Having trouble expanding/normalizing a dataframe column of dictionary values into a dataframe/ other-CodePudding

enter image description here

I'm trying to expand a dataframe column of dictionaries into it's own dataframe/other columns. I have already tried using json_normalize, iteration, and list comprehension but for some reason it just returns a blank dataframe. I've attached a link to the CSV I'm working with.

its a csv file with yelp data and the this issue is occurring with all the columns of dictionaries

import matplotlib.pyplot as plt
import pandas as pd
import requests 
from pandas.io.json import json_normalize 
import seaborn as sns
import json
from google.colab import files
import io

uploaded = files.upload()
yelpdf = pd.read_csv(io.BytesIO(uploaded['yelp_reviews.csv']))

print(yelpdf['Ambience'])
df2 = pd.json_normalize(yelpdf['Ambience'])
print(df2.info())
print(df2.shape)
print(df2.head())

CodePudding user response：

I asked access to your file, but in the mean time let's use this example

import pandas as pd

df = pd.DataFrame({"A": [{"B":True, "C":'something'}, {"B": False, "C": "another"}]})

That generate this table:

A
{"B":True, "C":'something'}
{"B": False, "C": "another"}

To convert each key of the dictionaries to a newer column and have that with the original DataFrame you can do:

temp = pd.DataFrame([*df['A']], df.index)
df.join(temp)

With output as

A	B	C
{"B":True, "C":'something'}	True	something
{"B": False, "C": "another"}	False	another

EDIT

Okay now that I have your data I see where's the problem. The same thing I did on the example is valid for you, but in your case when we load the csv the Ambience column comes as string:

import pandas as pd 

df = pd.read_csv('...')
df["Ambience"].values[0]
>>> "{'touristy': False, 'hipster': True, 'romantic': False, 'divey': False, 'intimate': False, 'trendy': True, 'upscale': False, 'classy': False, 'casual': True}"

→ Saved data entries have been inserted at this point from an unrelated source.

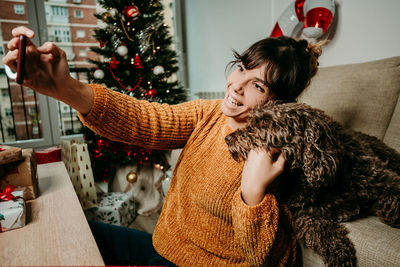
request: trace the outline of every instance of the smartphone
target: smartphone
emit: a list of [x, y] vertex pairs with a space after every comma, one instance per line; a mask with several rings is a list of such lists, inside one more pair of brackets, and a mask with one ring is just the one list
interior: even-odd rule
[[20, 35], [18, 42], [17, 77], [15, 79], [15, 81], [18, 84], [22, 84], [24, 82], [25, 55], [26, 55], [26, 36]]

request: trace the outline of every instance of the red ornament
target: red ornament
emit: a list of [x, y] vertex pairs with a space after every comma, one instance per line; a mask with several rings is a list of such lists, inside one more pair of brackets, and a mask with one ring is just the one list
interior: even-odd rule
[[304, 35], [310, 38], [318, 38], [332, 23], [335, 14], [335, 2], [333, 0], [307, 0], [304, 4], [304, 14], [306, 14]]
[[334, 0], [295, 0], [280, 15], [270, 36], [294, 36], [301, 26], [305, 36], [318, 38], [329, 28], [334, 15]]
[[103, 148], [103, 145], [104, 145], [104, 140], [103, 140], [103, 139], [98, 139], [98, 140], [97, 140], [97, 147], [98, 147], [99, 149], [102, 149], [102, 148]]
[[110, 61], [110, 67], [115, 70], [116, 68], [118, 68], [119, 65], [119, 61], [115, 59], [115, 57], [113, 57], [113, 59]]
[[139, 57], [138, 54], [136, 54], [136, 56], [135, 56], [135, 59], [133, 61], [133, 65], [135, 65], [135, 67], [137, 69], [143, 69], [142, 61], [140, 60], [140, 57]]
[[103, 41], [100, 41], [100, 47], [103, 48], [104, 47], [104, 43]]
[[149, 91], [146, 92], [147, 97], [154, 97], [157, 94], [156, 90], [150, 89]]
[[123, 14], [127, 20], [136, 20], [140, 16], [139, 8], [135, 5], [125, 7]]

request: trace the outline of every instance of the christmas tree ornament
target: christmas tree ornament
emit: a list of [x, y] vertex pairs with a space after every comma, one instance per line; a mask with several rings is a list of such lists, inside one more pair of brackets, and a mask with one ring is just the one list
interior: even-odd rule
[[117, 16], [117, 14], [118, 14], [118, 10], [116, 9], [116, 8], [112, 8], [112, 9], [110, 9], [110, 14], [111, 14], [111, 16], [113, 16], [114, 18]]
[[124, 25], [124, 21], [123, 21], [122, 19], [121, 19], [121, 26], [122, 26], [122, 29], [124, 30], [124, 33], [125, 33], [125, 35], [126, 35], [126, 38], [128, 38], [128, 40], [131, 41], [131, 42], [135, 41], [134, 39], [132, 39], [132, 38], [128, 35], [128, 33], [127, 33], [127, 31], [126, 31], [126, 28], [125, 28], [125, 25]]
[[160, 65], [155, 66], [154, 69], [153, 69], [153, 73], [154, 73], [154, 75], [163, 74], [164, 73], [164, 67], [160, 66]]
[[98, 80], [102, 80], [104, 78], [104, 71], [97, 69], [94, 71], [93, 76]]
[[128, 172], [128, 174], [126, 175], [126, 180], [131, 184], [136, 183], [137, 179], [138, 175], [133, 170]]
[[114, 72], [112, 71], [111, 65], [110, 65], [110, 67], [108, 68], [108, 70], [110, 71], [110, 73], [111, 73], [111, 75], [113, 76], [114, 80], [115, 80], [122, 88], [124, 88], [125, 91], [133, 91], [133, 90], [135, 90], [135, 89], [139, 86], [139, 84], [142, 82], [142, 77], [140, 77], [140, 78], [139, 78], [139, 81], [138, 81], [138, 83], [135, 85], [135, 87], [133, 87], [133, 88], [130, 88], [130, 87], [129, 87], [129, 88], [128, 88], [128, 87], [124, 86], [124, 85], [121, 83], [121, 81], [117, 78], [117, 76], [115, 76]]
[[139, 8], [135, 5], [126, 6], [123, 14], [127, 21], [137, 20], [140, 16]]
[[110, 20], [112, 19], [112, 15], [110, 12], [106, 11], [103, 14], [101, 14], [101, 19], [105, 22], [105, 23], [109, 23]]
[[142, 60], [140, 59], [139, 54], [136, 54], [133, 65], [135, 65], [137, 69], [143, 69]]
[[113, 59], [110, 61], [110, 67], [115, 70], [118, 68], [119, 65], [119, 61], [115, 59], [115, 57], [113, 57]]
[[128, 55], [128, 48], [125, 45], [121, 45], [117, 48], [117, 53], [121, 57]]
[[149, 98], [154, 97], [157, 94], [156, 90], [150, 89], [149, 91], [146, 92], [146, 96]]

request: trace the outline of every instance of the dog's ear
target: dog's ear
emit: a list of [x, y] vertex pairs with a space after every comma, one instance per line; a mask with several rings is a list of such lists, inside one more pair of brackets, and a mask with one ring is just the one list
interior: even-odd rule
[[241, 129], [225, 137], [229, 152], [231, 152], [233, 159], [237, 162], [247, 158], [247, 153], [250, 148], [246, 141], [246, 133]]
[[303, 172], [313, 187], [333, 184], [339, 162], [339, 144], [329, 122], [310, 120], [303, 136]]

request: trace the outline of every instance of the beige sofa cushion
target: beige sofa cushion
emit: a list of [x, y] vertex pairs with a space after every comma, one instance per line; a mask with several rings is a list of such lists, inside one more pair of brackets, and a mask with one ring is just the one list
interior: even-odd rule
[[383, 142], [400, 152], [400, 96], [398, 97], [397, 105], [393, 112], [385, 137], [383, 138]]
[[[325, 110], [354, 130], [383, 140], [399, 94], [400, 57], [393, 57], [320, 68], [299, 101]], [[387, 140], [395, 143], [391, 134]]]
[[[356, 248], [358, 267], [400, 266], [400, 229], [392, 228], [377, 217], [345, 223], [349, 238]], [[324, 266], [313, 250], [302, 248], [303, 266]]]

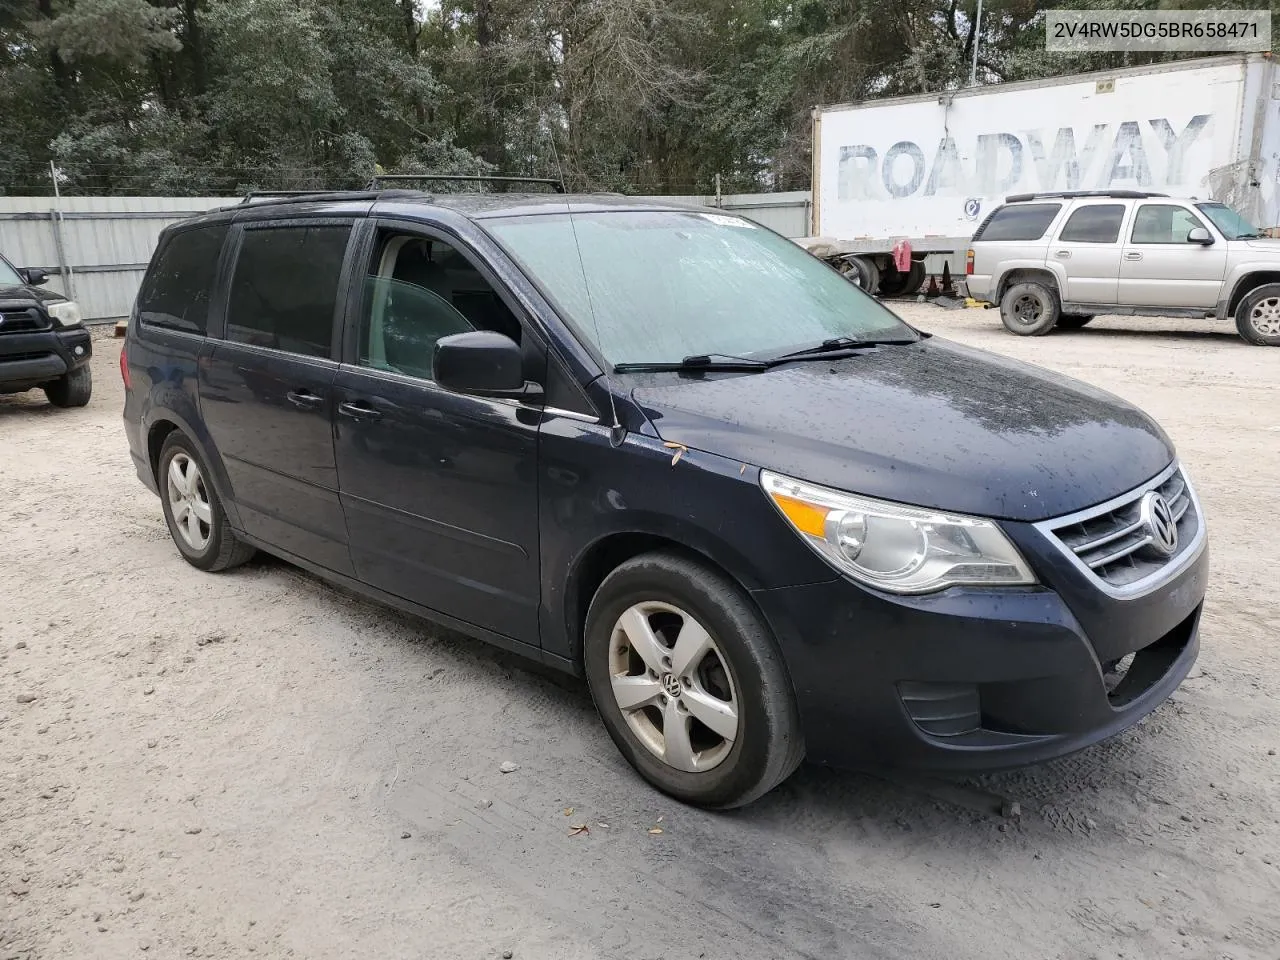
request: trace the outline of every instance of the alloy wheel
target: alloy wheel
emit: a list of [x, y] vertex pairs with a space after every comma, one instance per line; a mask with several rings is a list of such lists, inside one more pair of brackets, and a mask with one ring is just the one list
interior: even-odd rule
[[668, 766], [701, 773], [733, 749], [741, 730], [733, 677], [715, 639], [679, 607], [646, 601], [623, 611], [609, 678], [631, 732]]
[[192, 550], [204, 550], [213, 535], [213, 506], [196, 462], [185, 453], [175, 453], [169, 461], [165, 488], [178, 536]]
[[1280, 337], [1280, 297], [1259, 300], [1249, 311], [1249, 326], [1260, 337]]
[[1013, 301], [1013, 315], [1019, 323], [1030, 326], [1035, 323], [1044, 314], [1044, 304], [1040, 302], [1040, 298], [1031, 294], [1023, 294]]

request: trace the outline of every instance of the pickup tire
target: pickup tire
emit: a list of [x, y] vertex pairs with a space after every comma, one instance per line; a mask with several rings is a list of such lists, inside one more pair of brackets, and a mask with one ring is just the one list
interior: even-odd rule
[[874, 295], [880, 287], [880, 268], [869, 257], [850, 257], [840, 272], [864, 293]]
[[1087, 313], [1064, 313], [1058, 317], [1059, 330], [1079, 330], [1093, 317]]
[[240, 566], [257, 550], [236, 538], [209, 476], [195, 444], [180, 431], [170, 433], [156, 469], [169, 535], [187, 563], [218, 573]]
[[86, 364], [64, 373], [44, 385], [44, 395], [55, 407], [83, 407], [93, 396], [93, 371]]
[[1000, 298], [1000, 319], [1010, 333], [1042, 337], [1058, 323], [1062, 306], [1051, 287], [1036, 280], [1015, 283]]
[[1266, 283], [1245, 294], [1236, 308], [1236, 329], [1257, 347], [1280, 347], [1280, 283]]

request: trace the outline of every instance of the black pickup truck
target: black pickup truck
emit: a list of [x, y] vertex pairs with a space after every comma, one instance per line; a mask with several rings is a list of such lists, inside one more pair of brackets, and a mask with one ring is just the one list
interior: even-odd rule
[[93, 339], [75, 301], [39, 289], [48, 279], [0, 256], [0, 393], [39, 387], [56, 407], [83, 407], [93, 393]]

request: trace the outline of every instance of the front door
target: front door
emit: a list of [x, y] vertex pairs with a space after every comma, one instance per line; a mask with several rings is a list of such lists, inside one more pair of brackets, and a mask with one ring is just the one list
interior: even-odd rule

To use the same approach in the first example we have to transform the string representation of the dictionary to an actual dictionary, to do that we can do:

import ast

df["Ambience"] =  df["Ambience"].fillna("{}") # Filling NaN with an empty dict representation
amb = df["Ambience"].apply(lambda x: ast.literal_eval(x)).copy() # Using ast literal_eval to convert string representation to actual dict
amb = amb.apply(lambda x: x if x else None) # Making empty dicts as None
amb = amb.dropna() # Dropping None's

With that we've created a variable called amb that contains a pandas series of dictionaries with the same index of the original dataframe. So now we can finnaly do:

temp = pd.DataFrame([*amb], amb.index) # Creating the temp dataframe where cols are the keys from the dictionaries
df = df.join(temp) # Joining with original dataframe

CodePudding user response：

The issue is the elements in the 'Ambience' are strings not dictionaries. You just need to convert to dictionaries first before using json_normalize. You can do this using the literal_eval function within the ast Python package.

yelp_df['Ambience'] = yelp_df['Ambience'].apply(lambda x: ast.literal_eval(x) if pd.notnull(x) else x)

There are some nans in the column, so you'll just need to convert only the strings and leave the nan's as is.

Then you can just run your code as normal -

df2 = pd.json_normalize(yelp_df['Ambience'])

Which should yield the dataframe you want.